FIG. 1 is a cross sectional view of an element structure of a semiconductor laser device (SBR structure) showing the first embodiment of the present invention and its energy band diagram.

FIG. 2 is a sectional view of an element structure of a semiconductor laser device (IS structure) showing a second embodiment of the present invention.

FIG. 3 is a sectional view of an element structure of a conventional semiconductor laser device (SBR structure) and its energy band diagram.

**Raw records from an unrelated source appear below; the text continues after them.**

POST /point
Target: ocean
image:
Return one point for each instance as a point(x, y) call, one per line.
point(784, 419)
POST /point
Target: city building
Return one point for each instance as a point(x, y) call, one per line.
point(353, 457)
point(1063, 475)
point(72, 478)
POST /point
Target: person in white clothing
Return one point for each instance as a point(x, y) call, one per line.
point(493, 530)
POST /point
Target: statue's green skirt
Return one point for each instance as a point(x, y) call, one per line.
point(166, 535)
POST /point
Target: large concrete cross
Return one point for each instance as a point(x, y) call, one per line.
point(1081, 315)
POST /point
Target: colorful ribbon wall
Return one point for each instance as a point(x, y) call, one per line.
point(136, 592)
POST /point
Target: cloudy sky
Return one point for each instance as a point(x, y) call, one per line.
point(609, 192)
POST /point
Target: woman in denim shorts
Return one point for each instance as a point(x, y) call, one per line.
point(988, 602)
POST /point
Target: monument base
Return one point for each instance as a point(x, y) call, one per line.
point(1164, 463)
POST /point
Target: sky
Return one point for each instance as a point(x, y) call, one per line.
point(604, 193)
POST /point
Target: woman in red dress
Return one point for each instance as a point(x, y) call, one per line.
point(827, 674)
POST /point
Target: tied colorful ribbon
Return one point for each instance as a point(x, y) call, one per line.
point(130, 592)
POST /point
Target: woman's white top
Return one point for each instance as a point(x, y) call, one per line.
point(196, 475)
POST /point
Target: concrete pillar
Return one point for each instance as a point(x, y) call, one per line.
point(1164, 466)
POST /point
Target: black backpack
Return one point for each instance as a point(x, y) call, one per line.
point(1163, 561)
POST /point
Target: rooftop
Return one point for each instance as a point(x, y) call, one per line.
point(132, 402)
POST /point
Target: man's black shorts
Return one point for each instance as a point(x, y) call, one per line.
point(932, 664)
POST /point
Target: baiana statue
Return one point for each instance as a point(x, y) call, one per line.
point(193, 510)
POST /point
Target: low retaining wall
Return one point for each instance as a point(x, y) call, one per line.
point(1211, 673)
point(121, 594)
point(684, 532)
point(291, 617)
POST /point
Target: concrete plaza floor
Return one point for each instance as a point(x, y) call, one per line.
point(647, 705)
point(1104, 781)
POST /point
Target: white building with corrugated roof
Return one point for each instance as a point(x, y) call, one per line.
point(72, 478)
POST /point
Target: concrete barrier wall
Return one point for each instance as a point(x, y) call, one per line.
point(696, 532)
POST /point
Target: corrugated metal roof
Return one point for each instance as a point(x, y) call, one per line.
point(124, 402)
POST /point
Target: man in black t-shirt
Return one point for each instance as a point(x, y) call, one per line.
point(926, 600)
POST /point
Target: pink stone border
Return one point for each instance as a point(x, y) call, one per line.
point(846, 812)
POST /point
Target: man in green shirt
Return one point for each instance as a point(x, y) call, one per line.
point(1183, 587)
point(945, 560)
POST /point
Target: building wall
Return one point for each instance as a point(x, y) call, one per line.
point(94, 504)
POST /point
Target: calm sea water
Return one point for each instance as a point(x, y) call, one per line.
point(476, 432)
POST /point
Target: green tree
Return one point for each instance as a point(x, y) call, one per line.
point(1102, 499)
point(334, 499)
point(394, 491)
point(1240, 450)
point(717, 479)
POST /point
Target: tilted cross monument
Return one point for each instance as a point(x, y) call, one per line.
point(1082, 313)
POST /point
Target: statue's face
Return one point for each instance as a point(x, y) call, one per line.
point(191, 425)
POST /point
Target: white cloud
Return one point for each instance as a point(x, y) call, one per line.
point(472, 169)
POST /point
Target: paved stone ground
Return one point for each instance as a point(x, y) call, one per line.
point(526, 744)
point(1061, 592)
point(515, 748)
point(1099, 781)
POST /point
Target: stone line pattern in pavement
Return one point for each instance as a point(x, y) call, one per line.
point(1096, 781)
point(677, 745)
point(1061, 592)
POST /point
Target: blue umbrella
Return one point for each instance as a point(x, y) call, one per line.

FIG. 4 is a characteristic diagram of acceptor concentration with respect to donor concentration for high-speed modulation operation of 400 MHz or higher.

[Explanation of symbols]

 11 substrate 12 first clad layer 13 light guide layer 14 MQW active layer 15 light guide layer 16 second clad layer 17 current block layer 18 easy-to-carry layer 19 contact layer 20 electrode 21 electrode 24 current block layer 25 ridge stripe portion 26 etching stop layer

Claims (4)

[Claims] 1. A current block layer having an active layer, a second clad layer of a second conductivity type, and an opening exposing a predetermined portion of the second clad layer on a first clad layer of the first conductivity type,
In a semiconductor laser device in which a second conductive type easily conductive layer and a second conductive type contact layer covering the current conductive layer and the current conductive layer are sequentially formed in the opening, the current block layer may be: A semiconductor laser device characterized in that the second clad layer is formed to have a small band gap and an opposite conductivity type. 2. The semiconductor laser device according to claim 1, wherein the second conductivity type second cladding layer has a ridge portion. 3. The semiconductor laser device according to claim 1, wherein the current blocking layer is made of AlGaAs and InGaAlP. 4. The impurity concentration of the current blocking layer is 4 ×
The semiconductor laser device according to claim 3, wherein the semiconductor laser device has a ^{diameter of} 10 ¹⁶ cm ^-3 or less.